Sent to Shepparton, Mr Heath’s first experience as part of the RAAF was the medical, where he had 11 teeth pulled out and described getting poked by needles as feeling “like a porcupine”.
Joining the war effort without second thought, Mr Heath said “it was the thing you did in those times”.
“Training was very particular and we had to do what we were told. I learnt to keep my mouth shut.”
Conducting basic training and marching drills in Victoria, Mr Heath caught the train to Adelaide where he was taught to work on aircraft motors and how to repair them, something he said was entirely different from motor vehicles.
“Then I was posted to Mount Gambier for my first practical experience in the aircraft. Two of the aircraft I worked on crashed while I was there, not my fault, but because of pilot error,” he said.
Not just working on the ground, Mr Heath had his first flying experience in an Avro Anson aircraft, to which the pilot told him “grab a parachute, ‘you’re coming with me’”.
From Mount Gambier, Mr Heath was deployed to Townsville where he did jungle training to prepare for the terrain of the islands he was about to visit.
Boarding the American troop ship called the General McRae, it set sail for Morotai.

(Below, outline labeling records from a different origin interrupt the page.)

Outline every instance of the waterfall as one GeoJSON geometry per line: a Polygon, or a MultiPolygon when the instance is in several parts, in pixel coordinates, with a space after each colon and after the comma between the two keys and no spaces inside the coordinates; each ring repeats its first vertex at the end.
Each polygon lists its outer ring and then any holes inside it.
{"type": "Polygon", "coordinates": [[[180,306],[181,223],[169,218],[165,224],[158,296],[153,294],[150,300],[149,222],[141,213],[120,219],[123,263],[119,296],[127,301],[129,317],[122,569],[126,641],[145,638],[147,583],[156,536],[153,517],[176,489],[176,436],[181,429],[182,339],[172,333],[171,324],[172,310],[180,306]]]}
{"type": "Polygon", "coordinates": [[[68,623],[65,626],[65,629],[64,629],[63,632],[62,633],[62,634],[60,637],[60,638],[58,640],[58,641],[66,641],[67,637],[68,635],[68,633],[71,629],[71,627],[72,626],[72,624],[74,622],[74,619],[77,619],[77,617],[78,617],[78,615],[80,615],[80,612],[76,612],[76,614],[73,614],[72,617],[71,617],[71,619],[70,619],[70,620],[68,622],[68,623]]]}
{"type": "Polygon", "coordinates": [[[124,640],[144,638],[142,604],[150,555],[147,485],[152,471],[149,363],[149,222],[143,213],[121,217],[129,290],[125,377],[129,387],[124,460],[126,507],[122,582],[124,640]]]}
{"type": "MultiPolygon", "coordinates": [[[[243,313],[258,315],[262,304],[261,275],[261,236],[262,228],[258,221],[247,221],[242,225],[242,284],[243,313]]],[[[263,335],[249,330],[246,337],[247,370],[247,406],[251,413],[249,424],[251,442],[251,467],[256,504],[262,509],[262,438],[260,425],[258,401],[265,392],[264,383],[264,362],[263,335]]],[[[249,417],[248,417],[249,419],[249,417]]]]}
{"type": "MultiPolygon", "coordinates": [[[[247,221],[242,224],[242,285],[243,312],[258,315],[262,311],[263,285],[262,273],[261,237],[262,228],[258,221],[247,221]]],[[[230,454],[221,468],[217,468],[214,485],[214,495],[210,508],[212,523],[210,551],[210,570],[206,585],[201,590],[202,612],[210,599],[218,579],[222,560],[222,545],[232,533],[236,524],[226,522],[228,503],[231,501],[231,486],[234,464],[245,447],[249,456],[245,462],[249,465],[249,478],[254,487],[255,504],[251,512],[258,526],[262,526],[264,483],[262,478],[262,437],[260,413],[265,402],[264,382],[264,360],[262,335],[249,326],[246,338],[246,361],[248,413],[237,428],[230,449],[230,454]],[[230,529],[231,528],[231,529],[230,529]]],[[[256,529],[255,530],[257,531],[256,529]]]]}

“And I went all over the world then.”
The journey was not without its challenges, with Mr Heath experiencing a terrible bout of seasickness, so bad he said he thinks it cured him for the rest of the trips he would take by ship.
In Morotai, Mr Heath was posted to the 22 RSU, the salvage and repair unit, where he first worked on Kitty Hawk fighter planes. They would later become his favourite form of aircraft.
With the war going on around him, Mr Heath however, was so exhausted from the journey across the seas, he slept through the night of his first bombing raid.
The bombing would only continue as Mr Heath island hopped to nearby Labuan, a smaller island off the west coast of Borneo, where he was tasked as part of a unit to clear the airstrip.
The best way Mr Heath could describe the islands was “rugged” and “hot and humid. I walked around in a pair of shorts and not much else at all.”
“We didn’t enjoy it there but it was just one of those things we had to do.”
During his time on the islands, Mr Heath said he could not go anywhere without his rifle, whether that be to sleep or the toilet.
Serving two years, the war was declared won in 1945 and Mr Heath was transferred to 13 Squadron.
It was here that he became a flight engineer of a Venturer Bomber and was tasked to the aircraft carrying Major General Colin Hall Simpson who organised the repatriation of prisoners of war.
Only afterwards did Mr Heath realise the job he undertook, saying “we didn’t think about it, we just did it”.
Seeing the condition of the POWs, Mr Heath said, wasn’t pleasant and was quite confronting.
Discharged, instead of sailing home, Mr Heath returned to Borneo, patched up a Venturer Bomber and flew to Adelaide.
The first thing he did was call Winifred to tell her he’d see her the next day.
Arriving at Laverton airport, Mr Heath jumped the fence and hitched a ride to Melbourne and caught a tram home.
Nine weeks later, he and Winifred married.
They honeymooned in Marysville, to which Mr Heath said was “a real bush town”.
Moving from an apartment in Hawthorn to their first home in Blackburn South, Mr Heath has always lived in the east, now residing in Mount Evelyn with his daughter Jeanette, because “it’s a good place to be”.
Working full time, first for Camberwell Council as a mechanic and then for Ringwood Council as a cost clerk, Mr Heath worked part time jobs as well as a theatre usher, as a football umpire, a petrol station assistant and at the Ringwood bowling alley teaching people how to bowl.
“He was a man of many talents,” Jeanette said.
“He was always busy. I never knew him to be able to sit still.”
Mr and Mrs Heath had five beautiful children, Colin, Don, Brian, Bev and Jeanette, and have extended the family to 14 grandchildren, 27 great grandchildren and two great great grandchildren.
Sadly, Winifred died in 2001 after being ill but the couple were able to share many happy years together, especially travelling around Australia in their caravan.
“I’ve had a great life, with good people to look after me and I’ve been able to look after them.”